DOJ’s Office Of Professional Responsibility expects “in the near future” to complete its probe into allegations of politicized prosecution in the Siegelman case, according to a letter from the DOJ sent to Rep. John Conyers (D-MI) yesterday. The letter also reveals that the OPR is looking into the allegations of improper communications between jurors and members of the prosecution team during Siegelman’s trial.
At issue are charges made by a whistle-blower, who worked in the U.S. Attorney’s office in Alabama, that were first publicly reported in November after Conyers sent a letter to the DOJ about the matter.
Emails provided by the whistle-blower suggested that U.S. Attorney Leura Canary — whose husband was a top GOP operative and Karl Rove associate — continued to be involved in the case after recusing herself. Other emails suggested inappropriate contact between jurors and the prosecution, including expressions of romantic interest by jurors in an FBI agent on the prosecution team.
In an interview with TPMmuckraker last month, an outraged Siegelman called it “astounding” that the alleged impropriety involving the jury had not been revealed to the judge and the defense. There has long been evidence that Siegelman’s prosecution on corruption charges was politically motivated.
It was back in July that the DOJ publicly acknowledged the existence of an OPR investigation into whether the prosecution was “selective and politically motivated.”
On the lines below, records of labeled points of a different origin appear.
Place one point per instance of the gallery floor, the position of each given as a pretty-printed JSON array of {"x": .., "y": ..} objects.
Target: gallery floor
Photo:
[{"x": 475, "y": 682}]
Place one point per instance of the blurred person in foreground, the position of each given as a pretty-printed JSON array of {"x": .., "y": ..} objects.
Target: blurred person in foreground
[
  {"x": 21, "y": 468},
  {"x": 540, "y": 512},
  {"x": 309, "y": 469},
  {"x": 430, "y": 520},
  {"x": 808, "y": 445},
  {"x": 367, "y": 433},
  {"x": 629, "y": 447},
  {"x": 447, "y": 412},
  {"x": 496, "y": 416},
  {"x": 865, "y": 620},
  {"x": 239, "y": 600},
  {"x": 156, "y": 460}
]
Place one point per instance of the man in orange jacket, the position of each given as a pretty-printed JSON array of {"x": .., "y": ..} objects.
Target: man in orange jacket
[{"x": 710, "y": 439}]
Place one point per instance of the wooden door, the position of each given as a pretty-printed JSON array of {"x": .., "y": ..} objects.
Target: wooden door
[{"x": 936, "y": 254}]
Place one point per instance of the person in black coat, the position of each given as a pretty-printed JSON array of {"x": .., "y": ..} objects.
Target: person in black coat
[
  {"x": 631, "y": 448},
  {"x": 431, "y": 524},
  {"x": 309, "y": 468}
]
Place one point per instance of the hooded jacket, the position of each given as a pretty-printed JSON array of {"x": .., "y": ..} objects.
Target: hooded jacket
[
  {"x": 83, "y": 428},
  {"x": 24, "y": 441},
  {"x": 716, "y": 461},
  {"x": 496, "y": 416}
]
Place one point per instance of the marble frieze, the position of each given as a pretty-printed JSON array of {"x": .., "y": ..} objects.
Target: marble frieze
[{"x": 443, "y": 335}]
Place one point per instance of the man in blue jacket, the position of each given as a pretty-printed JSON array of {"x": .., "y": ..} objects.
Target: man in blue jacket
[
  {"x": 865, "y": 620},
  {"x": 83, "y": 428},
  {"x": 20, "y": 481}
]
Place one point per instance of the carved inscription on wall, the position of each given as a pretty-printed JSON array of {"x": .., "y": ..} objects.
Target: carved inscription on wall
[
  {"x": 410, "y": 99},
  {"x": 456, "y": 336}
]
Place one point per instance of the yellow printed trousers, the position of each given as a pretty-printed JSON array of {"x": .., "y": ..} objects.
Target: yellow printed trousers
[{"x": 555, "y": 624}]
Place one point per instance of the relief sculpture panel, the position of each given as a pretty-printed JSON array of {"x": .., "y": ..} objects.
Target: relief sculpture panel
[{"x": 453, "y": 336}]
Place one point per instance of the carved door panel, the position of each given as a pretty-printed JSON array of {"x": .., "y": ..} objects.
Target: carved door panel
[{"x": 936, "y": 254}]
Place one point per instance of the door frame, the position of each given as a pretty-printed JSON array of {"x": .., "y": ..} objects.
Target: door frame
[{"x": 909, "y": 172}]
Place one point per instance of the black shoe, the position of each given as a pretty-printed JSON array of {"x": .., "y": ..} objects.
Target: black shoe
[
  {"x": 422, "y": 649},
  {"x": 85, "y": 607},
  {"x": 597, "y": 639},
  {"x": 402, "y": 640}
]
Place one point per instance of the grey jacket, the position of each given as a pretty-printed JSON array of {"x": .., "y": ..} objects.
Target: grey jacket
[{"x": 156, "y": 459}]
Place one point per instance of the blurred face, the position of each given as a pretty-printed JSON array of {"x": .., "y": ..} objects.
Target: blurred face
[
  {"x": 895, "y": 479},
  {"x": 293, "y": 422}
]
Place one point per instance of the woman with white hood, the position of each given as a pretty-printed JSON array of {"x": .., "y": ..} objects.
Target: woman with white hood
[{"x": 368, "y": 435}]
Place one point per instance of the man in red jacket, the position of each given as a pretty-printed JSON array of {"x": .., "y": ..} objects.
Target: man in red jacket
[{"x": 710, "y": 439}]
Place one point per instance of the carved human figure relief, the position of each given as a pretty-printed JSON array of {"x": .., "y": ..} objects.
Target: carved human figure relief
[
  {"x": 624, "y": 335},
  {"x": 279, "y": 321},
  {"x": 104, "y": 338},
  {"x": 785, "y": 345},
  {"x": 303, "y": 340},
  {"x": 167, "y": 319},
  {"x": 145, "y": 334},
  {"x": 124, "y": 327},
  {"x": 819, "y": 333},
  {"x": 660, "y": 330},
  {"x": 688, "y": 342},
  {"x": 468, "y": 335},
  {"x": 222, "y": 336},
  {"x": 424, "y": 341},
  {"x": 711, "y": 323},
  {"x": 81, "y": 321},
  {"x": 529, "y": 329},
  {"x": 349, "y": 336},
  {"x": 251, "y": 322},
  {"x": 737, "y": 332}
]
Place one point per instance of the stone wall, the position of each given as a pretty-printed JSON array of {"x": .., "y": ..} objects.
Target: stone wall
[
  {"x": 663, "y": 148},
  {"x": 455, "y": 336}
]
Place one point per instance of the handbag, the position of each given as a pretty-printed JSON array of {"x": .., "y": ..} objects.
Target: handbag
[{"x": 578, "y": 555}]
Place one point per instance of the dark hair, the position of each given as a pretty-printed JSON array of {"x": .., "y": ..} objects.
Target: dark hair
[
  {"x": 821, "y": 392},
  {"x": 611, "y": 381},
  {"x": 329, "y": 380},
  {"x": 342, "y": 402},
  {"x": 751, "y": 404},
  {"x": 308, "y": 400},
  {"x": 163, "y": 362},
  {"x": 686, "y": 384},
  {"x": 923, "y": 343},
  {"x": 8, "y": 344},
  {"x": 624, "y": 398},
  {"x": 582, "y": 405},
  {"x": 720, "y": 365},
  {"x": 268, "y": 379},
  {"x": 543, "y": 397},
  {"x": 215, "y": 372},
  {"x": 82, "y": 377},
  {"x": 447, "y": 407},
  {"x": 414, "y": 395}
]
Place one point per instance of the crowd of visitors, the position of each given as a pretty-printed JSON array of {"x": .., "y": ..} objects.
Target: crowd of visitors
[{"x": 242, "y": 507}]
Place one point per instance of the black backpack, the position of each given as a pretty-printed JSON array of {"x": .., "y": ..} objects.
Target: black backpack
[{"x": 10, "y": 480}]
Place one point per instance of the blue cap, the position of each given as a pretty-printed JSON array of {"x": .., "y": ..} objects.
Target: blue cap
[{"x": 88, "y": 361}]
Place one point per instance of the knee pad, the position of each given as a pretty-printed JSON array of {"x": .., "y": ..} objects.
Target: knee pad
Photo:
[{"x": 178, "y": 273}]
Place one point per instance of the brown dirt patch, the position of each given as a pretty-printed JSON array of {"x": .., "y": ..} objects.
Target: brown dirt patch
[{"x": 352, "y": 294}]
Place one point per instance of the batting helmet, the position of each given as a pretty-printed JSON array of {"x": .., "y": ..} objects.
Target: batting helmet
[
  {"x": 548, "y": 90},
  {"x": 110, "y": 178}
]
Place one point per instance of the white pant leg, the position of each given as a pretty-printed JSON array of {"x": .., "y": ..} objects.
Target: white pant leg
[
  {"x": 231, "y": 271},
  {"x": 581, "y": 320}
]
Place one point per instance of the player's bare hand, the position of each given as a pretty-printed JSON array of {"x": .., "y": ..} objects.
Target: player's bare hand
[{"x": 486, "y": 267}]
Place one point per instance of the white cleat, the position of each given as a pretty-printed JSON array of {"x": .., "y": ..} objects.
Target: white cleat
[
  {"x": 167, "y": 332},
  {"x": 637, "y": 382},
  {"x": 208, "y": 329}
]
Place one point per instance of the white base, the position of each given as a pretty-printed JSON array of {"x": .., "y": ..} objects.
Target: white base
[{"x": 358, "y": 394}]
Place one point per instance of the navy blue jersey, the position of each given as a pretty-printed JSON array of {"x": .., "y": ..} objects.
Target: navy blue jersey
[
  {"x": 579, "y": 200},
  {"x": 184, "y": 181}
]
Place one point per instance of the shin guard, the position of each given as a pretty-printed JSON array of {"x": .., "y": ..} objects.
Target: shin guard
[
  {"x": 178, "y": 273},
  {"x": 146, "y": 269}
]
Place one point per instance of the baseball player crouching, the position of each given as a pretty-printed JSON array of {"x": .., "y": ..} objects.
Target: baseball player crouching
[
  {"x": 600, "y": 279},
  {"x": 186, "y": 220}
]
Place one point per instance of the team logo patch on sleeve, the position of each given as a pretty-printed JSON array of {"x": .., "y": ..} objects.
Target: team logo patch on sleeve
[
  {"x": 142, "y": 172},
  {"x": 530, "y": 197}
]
The letter sent to Conyers yesterday gives us a fuller picture of the OPR probe.In the letter, Principal Deputy Assistant AG Keith Nelson confirms that the OPR is looking into the jury issue and into “whether United States Attorney Leura Canary complied with her recusal from the case.” The letter continues:
We have confirmed that OPR is aware of the e-mails you forwarded, and we expect that they will evaluate the significance of those e-mails in the full context of the prosecution. We understand that OPR expects to complete its investigation in the near future.
The letter also notes that a separate DOJ investigation into the case — which was begun at the behest of the Office Of Special Counsel and was recently reopened — remains in progress. Arguments on Siegelman’s appeal of his conviction were heard earlier this month.